Book description
How was it that ordinary men in medieval England and Wales became such
skilled archers that they defeated noble knights in battle after battle?
The archer in medieval England became a forerunner of John Bull as a
symbol of the spirit of the ordinary Englishman. He had his own popular
literature that left us a romantic version of the lives and activities
of outlaws and poachers such as Robin Hood. This remarkable development
began 150 years after the traumatic events of the Norman Conquest
transformed the English way of life, in ways that were almost never to
the benefit of the English. This book is the first account of the way
ordinary men used bows and arrows in their day-to-day lives, and the way
that their skills became recognised by the kings of England as
invaluable in warfare.
Richard Wadge is an organiser of the European Traditional Archery
Society shoot in England.
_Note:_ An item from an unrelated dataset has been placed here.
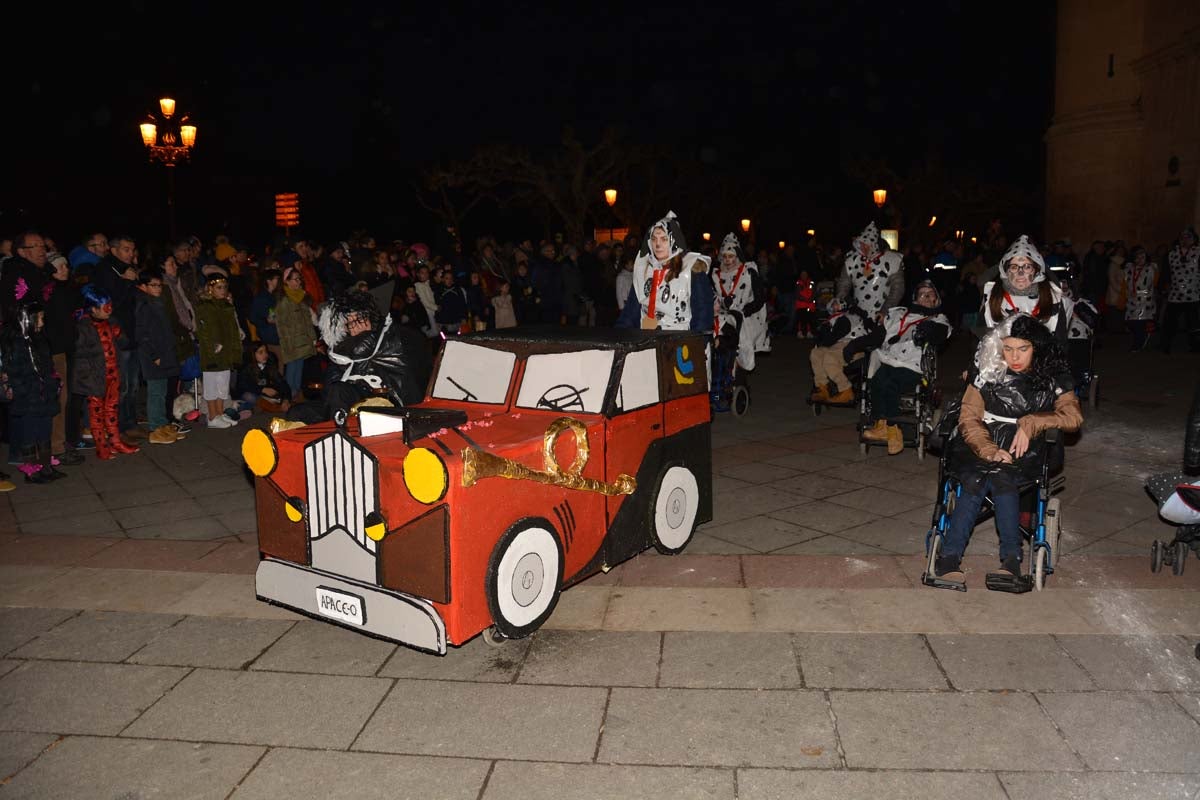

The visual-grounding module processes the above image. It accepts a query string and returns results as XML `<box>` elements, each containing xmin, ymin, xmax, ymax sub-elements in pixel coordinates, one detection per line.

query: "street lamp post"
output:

He is the author of the successful Arrowstorm:
the World of the Archer in the Hundred Years War for Spellmount. He
provided Historical Appendices in P Bickerstaffe's , Medieval War Bows:
a Bowyer's Thoughts. He wrote 'Medieval Arrowheads from Oxfordshire' for
the journal Oxoniensia (a peer-reviewed journal) and 'The Longbowmen of
the Vijayanagaran Empire' for the Journal of the Society of Archer
Antiquaries, amongst other articles.